Since then, Oliveira has been busily making up for lost time. Between 1971 and 1981, he directed four films (The Past and the Present, Benilde or the Virgin Mother, Doomed Love and Francisca), known collectively as the “tetralogy of frustrated love,” in which he perfected a grandly idiosyncratic style that can seem particularly foreign to first-time viewers. Like the French director Robert Bresson, Oliveira strives for an intentional blankness in his actors, who often deliver their lines directly to the camera, and who play scenes in a kind of self-aware pantomime. There are also deliberately theatrical sets and props, literary voice-overs, intertitles, and many other breakages of the mythical “fourth wall” (which, for Oliveira, has always been one more orthodoxy awaiting immolation).

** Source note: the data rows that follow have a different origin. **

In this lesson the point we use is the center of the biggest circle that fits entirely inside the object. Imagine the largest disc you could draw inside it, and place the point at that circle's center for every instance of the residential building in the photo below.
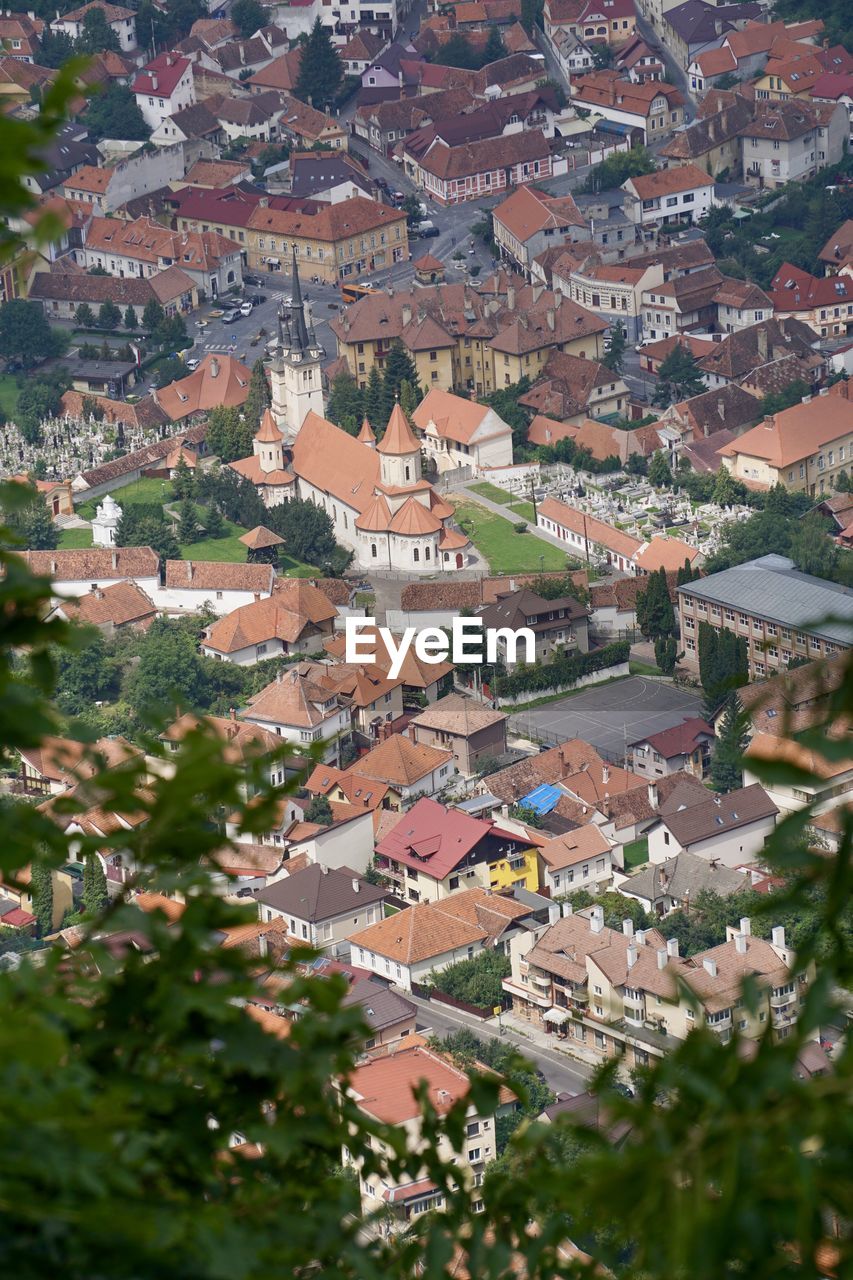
(776, 609)
(460, 433)
(424, 938)
(122, 23)
(451, 174)
(295, 618)
(560, 626)
(729, 828)
(649, 112)
(391, 776)
(468, 338)
(623, 993)
(320, 906)
(790, 141)
(582, 858)
(433, 853)
(669, 195)
(684, 748)
(675, 883)
(803, 448)
(528, 222)
(387, 1089)
(468, 728)
(163, 87)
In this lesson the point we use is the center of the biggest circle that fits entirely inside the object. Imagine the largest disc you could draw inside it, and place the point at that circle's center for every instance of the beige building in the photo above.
(610, 992)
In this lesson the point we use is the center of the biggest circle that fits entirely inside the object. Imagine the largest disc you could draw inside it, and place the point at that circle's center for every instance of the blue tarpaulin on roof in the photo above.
(542, 799)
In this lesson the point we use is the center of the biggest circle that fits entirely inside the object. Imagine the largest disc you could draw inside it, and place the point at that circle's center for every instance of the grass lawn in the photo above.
(491, 492)
(635, 854)
(525, 510)
(9, 391)
(149, 489)
(72, 539)
(506, 551)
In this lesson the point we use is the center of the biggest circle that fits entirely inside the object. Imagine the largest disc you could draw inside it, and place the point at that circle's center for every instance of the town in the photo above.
(441, 410)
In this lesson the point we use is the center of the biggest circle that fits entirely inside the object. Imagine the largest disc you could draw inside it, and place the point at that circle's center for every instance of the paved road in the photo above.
(564, 1074)
(612, 716)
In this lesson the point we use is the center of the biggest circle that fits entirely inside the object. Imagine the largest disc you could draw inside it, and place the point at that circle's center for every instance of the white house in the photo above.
(122, 23)
(163, 87)
(223, 588)
(460, 433)
(669, 195)
(728, 828)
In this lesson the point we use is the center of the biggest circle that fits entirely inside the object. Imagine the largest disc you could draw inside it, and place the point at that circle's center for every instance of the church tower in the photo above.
(400, 452)
(296, 380)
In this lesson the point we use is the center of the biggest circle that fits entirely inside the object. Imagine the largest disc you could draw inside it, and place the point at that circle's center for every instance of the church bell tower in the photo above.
(296, 380)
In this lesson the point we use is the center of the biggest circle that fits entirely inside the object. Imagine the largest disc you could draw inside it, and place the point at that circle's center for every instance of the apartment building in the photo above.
(623, 993)
(803, 448)
(776, 609)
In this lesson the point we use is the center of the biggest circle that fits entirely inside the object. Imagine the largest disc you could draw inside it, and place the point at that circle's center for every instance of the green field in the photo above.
(491, 492)
(72, 539)
(506, 551)
(9, 394)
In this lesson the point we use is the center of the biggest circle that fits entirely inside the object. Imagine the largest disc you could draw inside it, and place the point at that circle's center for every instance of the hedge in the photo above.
(562, 671)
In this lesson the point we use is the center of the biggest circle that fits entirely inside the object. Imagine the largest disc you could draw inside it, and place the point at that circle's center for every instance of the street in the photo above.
(562, 1073)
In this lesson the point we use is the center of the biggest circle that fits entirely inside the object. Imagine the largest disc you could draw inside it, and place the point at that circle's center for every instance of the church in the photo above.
(381, 506)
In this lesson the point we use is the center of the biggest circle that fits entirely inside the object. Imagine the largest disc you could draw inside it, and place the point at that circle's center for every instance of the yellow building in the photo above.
(461, 339)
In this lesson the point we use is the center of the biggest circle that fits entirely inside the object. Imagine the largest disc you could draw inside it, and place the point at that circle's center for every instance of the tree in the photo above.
(655, 612)
(660, 474)
(495, 46)
(182, 480)
(249, 17)
(729, 746)
(259, 394)
(616, 344)
(24, 333)
(96, 35)
(666, 654)
(320, 69)
(114, 113)
(41, 891)
(95, 896)
(109, 316)
(812, 548)
(320, 812)
(188, 528)
(153, 316)
(678, 378)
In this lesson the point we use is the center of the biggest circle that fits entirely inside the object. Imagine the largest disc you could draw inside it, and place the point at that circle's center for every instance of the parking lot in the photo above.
(610, 716)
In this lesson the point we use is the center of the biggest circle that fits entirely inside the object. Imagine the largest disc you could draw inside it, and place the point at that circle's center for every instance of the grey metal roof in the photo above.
(772, 589)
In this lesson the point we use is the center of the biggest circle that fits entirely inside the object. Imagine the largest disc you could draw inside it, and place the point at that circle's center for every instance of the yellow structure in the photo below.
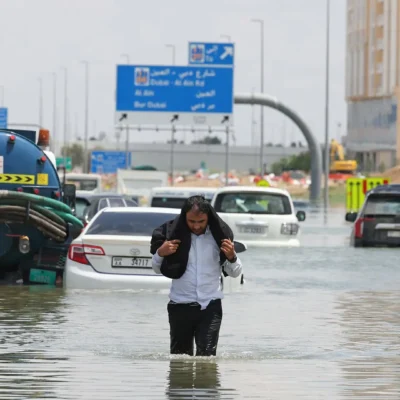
(356, 188)
(338, 160)
(373, 82)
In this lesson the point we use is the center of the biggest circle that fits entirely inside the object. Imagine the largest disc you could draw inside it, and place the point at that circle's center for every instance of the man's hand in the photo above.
(228, 249)
(168, 248)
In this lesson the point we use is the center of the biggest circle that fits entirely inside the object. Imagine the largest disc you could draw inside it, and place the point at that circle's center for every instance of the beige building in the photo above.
(373, 82)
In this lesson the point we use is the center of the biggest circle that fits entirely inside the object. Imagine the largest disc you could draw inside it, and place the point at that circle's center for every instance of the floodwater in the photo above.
(318, 322)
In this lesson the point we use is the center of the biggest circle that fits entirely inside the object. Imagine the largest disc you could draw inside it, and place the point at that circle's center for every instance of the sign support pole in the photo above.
(127, 147)
(173, 130)
(227, 131)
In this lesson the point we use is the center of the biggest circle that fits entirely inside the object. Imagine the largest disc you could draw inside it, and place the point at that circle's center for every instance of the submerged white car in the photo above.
(259, 216)
(113, 251)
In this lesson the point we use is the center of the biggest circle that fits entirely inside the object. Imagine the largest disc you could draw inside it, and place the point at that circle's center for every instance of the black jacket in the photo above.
(174, 265)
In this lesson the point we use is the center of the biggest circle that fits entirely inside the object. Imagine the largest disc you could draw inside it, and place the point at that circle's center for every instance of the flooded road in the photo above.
(318, 322)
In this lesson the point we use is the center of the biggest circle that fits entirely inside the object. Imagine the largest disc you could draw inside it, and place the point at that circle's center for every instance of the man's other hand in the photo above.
(168, 247)
(228, 249)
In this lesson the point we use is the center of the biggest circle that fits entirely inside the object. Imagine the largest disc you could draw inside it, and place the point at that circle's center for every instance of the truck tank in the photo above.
(37, 220)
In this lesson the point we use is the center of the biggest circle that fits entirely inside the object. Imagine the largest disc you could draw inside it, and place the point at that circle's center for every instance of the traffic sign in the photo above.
(108, 162)
(185, 95)
(66, 161)
(263, 183)
(221, 54)
(3, 118)
(356, 188)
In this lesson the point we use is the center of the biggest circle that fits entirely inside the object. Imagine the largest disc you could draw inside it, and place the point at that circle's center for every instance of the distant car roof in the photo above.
(384, 189)
(255, 189)
(156, 210)
(97, 195)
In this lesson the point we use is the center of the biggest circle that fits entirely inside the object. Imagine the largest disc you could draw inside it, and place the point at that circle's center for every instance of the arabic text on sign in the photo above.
(156, 105)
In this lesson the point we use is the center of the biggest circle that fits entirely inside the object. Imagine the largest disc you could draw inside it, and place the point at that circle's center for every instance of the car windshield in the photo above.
(128, 223)
(80, 206)
(84, 184)
(383, 205)
(171, 202)
(253, 203)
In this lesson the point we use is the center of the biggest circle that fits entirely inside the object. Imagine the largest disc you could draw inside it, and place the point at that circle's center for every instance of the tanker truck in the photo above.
(37, 212)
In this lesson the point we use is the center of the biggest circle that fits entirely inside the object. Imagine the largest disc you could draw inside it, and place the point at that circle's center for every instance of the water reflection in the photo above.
(196, 378)
(370, 324)
(31, 319)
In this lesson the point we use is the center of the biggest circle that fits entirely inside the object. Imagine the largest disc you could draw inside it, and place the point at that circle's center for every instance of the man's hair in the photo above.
(197, 204)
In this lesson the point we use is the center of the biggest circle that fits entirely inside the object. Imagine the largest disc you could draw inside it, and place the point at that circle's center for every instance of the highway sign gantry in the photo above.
(108, 162)
(215, 54)
(184, 95)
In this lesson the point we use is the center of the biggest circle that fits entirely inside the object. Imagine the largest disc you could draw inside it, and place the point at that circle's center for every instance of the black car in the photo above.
(87, 204)
(378, 221)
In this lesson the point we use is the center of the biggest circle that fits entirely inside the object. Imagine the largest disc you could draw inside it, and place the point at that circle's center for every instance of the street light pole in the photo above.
(173, 128)
(63, 147)
(326, 175)
(86, 155)
(40, 101)
(172, 47)
(261, 22)
(54, 111)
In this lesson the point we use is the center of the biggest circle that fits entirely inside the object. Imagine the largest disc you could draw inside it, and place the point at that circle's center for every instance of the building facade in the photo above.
(372, 82)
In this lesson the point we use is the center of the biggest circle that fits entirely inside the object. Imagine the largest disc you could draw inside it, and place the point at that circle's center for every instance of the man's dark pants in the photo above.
(189, 323)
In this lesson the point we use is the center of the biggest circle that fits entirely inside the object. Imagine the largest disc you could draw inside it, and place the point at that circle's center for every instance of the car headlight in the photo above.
(289, 229)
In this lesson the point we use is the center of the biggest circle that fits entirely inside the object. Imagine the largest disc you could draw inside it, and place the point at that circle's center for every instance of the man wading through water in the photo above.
(193, 250)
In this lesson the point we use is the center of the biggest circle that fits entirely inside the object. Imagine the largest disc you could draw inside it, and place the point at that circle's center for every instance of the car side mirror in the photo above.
(301, 216)
(239, 247)
(351, 216)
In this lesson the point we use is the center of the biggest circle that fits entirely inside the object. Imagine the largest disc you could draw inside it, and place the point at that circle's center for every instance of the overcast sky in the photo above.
(39, 37)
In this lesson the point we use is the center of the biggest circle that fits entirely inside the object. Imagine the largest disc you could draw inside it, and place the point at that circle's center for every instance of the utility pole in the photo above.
(54, 136)
(261, 22)
(86, 150)
(326, 175)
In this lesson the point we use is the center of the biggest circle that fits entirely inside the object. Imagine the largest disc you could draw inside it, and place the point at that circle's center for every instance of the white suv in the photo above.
(259, 216)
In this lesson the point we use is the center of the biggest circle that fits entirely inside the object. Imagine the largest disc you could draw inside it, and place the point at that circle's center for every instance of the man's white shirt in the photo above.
(201, 281)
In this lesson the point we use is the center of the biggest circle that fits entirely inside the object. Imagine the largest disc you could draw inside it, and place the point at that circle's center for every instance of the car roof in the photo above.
(183, 189)
(255, 189)
(392, 188)
(156, 210)
(96, 195)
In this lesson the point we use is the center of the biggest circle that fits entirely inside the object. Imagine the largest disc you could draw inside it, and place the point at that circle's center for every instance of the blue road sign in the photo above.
(3, 117)
(108, 162)
(215, 54)
(159, 95)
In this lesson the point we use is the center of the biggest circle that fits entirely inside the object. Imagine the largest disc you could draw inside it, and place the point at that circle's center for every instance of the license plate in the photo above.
(131, 262)
(42, 276)
(394, 234)
(259, 230)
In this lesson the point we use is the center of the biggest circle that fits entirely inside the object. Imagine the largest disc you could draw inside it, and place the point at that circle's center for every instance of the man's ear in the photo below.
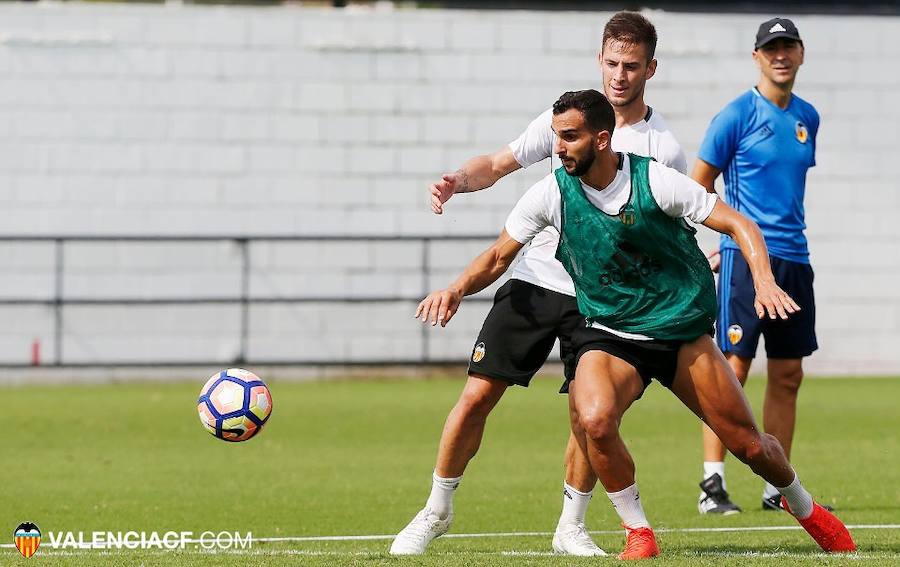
(602, 140)
(651, 69)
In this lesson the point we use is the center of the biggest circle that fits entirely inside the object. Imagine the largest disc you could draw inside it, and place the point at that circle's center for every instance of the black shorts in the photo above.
(652, 358)
(738, 328)
(518, 333)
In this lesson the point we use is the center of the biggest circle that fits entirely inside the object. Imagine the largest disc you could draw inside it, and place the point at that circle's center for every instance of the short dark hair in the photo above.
(597, 111)
(631, 27)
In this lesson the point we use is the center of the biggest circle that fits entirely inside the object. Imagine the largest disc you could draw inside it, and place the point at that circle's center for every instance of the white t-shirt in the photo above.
(649, 137)
(540, 209)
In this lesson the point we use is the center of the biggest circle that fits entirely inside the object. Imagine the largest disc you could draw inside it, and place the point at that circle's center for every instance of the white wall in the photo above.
(210, 120)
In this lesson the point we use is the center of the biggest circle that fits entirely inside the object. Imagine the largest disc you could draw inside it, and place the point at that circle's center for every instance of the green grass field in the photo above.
(351, 458)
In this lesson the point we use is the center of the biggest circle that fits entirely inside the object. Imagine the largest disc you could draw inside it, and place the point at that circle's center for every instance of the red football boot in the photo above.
(829, 532)
(639, 544)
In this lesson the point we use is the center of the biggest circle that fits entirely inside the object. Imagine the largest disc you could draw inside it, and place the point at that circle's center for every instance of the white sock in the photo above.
(574, 505)
(627, 503)
(714, 467)
(798, 498)
(441, 499)
(769, 491)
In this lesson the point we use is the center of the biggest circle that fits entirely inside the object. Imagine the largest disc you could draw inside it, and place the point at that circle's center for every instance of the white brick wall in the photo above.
(213, 120)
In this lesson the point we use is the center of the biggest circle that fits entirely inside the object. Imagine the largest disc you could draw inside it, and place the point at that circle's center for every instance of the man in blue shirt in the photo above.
(763, 142)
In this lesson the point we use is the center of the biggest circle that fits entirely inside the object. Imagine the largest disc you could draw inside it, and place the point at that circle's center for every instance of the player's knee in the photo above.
(599, 426)
(748, 447)
(478, 402)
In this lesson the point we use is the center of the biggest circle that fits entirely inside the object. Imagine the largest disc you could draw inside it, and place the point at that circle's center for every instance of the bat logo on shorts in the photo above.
(735, 334)
(478, 353)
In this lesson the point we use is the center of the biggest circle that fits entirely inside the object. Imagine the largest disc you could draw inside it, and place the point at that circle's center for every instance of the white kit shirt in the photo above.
(540, 207)
(648, 137)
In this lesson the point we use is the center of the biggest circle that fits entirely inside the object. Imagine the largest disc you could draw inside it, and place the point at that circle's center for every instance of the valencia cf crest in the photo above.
(478, 353)
(735, 334)
(28, 538)
(802, 133)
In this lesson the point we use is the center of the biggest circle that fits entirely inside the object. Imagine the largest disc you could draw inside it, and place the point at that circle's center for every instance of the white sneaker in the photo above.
(415, 537)
(573, 539)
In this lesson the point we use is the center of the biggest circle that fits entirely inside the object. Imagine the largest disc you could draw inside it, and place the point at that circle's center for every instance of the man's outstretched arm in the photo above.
(770, 300)
(477, 173)
(440, 306)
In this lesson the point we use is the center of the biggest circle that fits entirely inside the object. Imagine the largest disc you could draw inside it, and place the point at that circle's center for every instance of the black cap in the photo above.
(775, 28)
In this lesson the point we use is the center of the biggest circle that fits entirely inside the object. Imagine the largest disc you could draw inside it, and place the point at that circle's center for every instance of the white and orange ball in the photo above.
(234, 404)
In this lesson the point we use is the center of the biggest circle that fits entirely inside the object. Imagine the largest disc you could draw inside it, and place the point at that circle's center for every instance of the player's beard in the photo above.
(583, 165)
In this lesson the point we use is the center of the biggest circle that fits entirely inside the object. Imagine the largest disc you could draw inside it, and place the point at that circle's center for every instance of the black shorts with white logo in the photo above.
(738, 327)
(518, 333)
(651, 358)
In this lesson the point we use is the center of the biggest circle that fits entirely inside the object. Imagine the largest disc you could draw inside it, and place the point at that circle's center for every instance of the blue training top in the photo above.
(764, 153)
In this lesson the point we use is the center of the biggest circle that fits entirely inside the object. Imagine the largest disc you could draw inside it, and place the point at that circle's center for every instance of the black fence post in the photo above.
(58, 302)
(244, 245)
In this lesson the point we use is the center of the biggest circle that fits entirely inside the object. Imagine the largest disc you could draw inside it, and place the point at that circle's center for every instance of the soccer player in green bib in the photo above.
(648, 298)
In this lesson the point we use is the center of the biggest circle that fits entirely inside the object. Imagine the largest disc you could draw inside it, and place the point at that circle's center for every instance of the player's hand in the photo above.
(442, 191)
(715, 259)
(773, 301)
(439, 307)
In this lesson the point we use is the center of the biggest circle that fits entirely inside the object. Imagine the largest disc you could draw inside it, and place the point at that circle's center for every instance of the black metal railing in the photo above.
(244, 298)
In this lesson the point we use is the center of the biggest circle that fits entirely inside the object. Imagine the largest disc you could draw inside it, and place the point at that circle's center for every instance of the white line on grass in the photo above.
(543, 534)
(596, 532)
(508, 553)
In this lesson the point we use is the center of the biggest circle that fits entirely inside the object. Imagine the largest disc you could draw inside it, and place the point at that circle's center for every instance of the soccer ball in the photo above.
(234, 404)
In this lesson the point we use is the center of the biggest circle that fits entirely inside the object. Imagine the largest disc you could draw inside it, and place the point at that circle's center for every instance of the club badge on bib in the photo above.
(478, 353)
(735, 334)
(802, 133)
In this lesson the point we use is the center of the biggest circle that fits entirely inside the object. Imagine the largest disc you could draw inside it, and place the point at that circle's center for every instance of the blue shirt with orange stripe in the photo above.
(764, 153)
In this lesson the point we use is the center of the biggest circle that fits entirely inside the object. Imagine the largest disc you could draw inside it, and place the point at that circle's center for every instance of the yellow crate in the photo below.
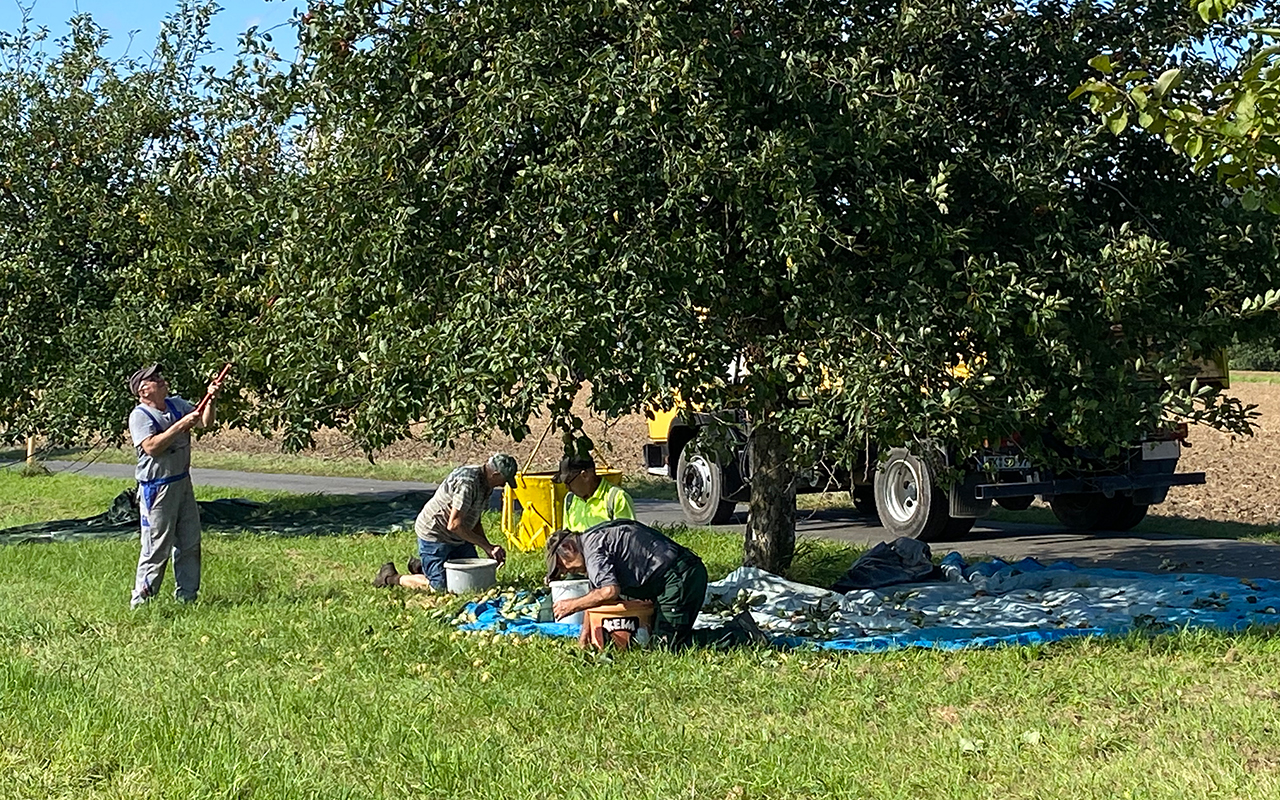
(543, 508)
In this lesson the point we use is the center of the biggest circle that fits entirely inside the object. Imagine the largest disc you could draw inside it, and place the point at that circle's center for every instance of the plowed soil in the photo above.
(1243, 484)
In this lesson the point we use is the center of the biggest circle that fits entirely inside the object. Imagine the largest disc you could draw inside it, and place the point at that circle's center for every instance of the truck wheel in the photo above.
(1078, 511)
(700, 485)
(1121, 513)
(908, 499)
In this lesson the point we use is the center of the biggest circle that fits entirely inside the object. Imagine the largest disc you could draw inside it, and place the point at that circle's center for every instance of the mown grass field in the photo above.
(293, 677)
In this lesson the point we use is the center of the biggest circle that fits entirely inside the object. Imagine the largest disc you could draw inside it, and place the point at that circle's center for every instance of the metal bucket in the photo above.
(466, 575)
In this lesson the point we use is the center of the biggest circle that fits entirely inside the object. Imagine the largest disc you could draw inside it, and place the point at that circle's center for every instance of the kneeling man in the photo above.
(627, 560)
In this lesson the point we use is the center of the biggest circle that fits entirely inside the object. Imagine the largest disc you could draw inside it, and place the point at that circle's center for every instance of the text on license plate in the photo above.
(1006, 462)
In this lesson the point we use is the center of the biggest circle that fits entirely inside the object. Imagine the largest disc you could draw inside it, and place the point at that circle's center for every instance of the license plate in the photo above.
(1160, 451)
(1006, 462)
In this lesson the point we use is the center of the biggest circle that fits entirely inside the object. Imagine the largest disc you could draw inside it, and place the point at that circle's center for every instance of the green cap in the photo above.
(506, 465)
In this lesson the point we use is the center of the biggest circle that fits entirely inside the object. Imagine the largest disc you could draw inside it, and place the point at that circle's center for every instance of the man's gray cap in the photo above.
(506, 465)
(146, 373)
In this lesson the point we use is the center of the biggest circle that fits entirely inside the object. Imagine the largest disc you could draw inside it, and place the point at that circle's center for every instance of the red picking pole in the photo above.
(209, 397)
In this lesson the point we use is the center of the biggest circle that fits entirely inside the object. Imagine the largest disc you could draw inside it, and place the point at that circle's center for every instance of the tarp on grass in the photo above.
(978, 606)
(344, 516)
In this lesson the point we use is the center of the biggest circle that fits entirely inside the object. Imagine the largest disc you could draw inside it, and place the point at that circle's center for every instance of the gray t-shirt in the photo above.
(465, 489)
(626, 553)
(147, 421)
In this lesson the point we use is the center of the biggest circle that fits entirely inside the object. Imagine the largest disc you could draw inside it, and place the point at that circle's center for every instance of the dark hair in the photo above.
(557, 544)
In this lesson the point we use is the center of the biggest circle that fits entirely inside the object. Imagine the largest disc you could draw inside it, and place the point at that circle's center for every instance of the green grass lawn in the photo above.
(64, 496)
(638, 484)
(293, 677)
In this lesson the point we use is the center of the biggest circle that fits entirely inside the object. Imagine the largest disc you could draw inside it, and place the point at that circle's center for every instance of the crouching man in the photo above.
(448, 526)
(627, 560)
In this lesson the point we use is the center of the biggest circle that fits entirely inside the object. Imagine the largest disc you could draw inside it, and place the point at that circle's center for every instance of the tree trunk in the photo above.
(771, 526)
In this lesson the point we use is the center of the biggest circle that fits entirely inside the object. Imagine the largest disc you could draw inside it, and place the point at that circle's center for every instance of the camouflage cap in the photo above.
(506, 465)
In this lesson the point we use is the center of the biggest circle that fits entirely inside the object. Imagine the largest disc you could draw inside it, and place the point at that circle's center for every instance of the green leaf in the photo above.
(1168, 80)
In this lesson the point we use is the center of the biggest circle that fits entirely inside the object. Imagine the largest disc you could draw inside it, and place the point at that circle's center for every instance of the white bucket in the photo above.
(470, 575)
(567, 590)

Oliveira has said that he considers cinema to be the sum of all other art forms, and the achievement of his own films is that they embody that synthesis while managing to preserve their literary, theatrical, musical and painterly component parts.


That is, admittedly, a somewhat academic explanation of Oliveira, and there is no denying that his films are not for the faint of intellect. (They are also invariably enhanced by at least an undergraduate knowledge of world history.) But in Oliveira’s best work, his unique approach to cinema is hypnotic, highly original and anything but boring. By any measure, Doomed Love (1978) is a masterpiece, an antiromantic romantic epic with compositions that evoke Renaissance painting and a convulsive narrative that keeps you on the edge of your seat for nearly four and a half hours. Four and a half hours? I admit that sounds like a tall order, but keep in mind that several of the most popular films of the past century — Gone With the Wind,Lawrence of Arabia, Titanic — are scarcely shorter, and considerably less deserving of your time.

Based on the novel by 19th-century writer Camilo Castelo Branco, Doomed Love tells a Romeo and Juliet–like story of two young lovers whose feuding patriarchs would rather see their children die of heartache than risk losing face. Only, in the world of Oliveira, when people speak of things like undying passion and sacrifice, they rarely break a sweat. (Watch for the climactic “duel” in which one man slowly raises his hands to strangle another, who in turn stands idly by allowing it to happen.) It is the film that established Oliveira’s international reputation; when Doomed Love premiered in New York at the 1980 edition of that annual showcase of up-and-coming filmmaking talent known as New Directors/New Films, its maker was already 72.

If I seem to dwell on Oliveira’s age, that’s because Oliveira himself makes it impossible not to. His life, after all, has now lasted longer than the reign of entire monarchies and empires. (He is even a few years older than the Portuguese Republic, which wasn’t founded until 1911.) And his films of the past 20 years have increasingly married an interest in the history of civilizations to an encroaching sense of mortality — Oliveira’s own, and that of mankind. He is particularly interested in the brave, foolhardy and barbarous things done by men in the name of God, king and country, from the Portuguese discoveries of the 15th century to the religious wars of the new millennium. This is the encompassing theme of movies like Voyage to the Beginning of the World (1997), in which an Oliveira-like director (beautifully played by Marcello Mastroianni in his final screen performance) contemplates his place in the cosmos while taking a literal trip down memory lane; A Talking Picture (2003) — the film that lends its title to UCLA’s retrospective — where a travelogue through the lasting achievements of western civilization is interrupted by a devastating post-9/11 coda; and Oliveira’s latest, Christopher Columbus: The Enigma (2007), which stars the director as a historian who devotes his life to proving the titular explorer was of Portuguese origin.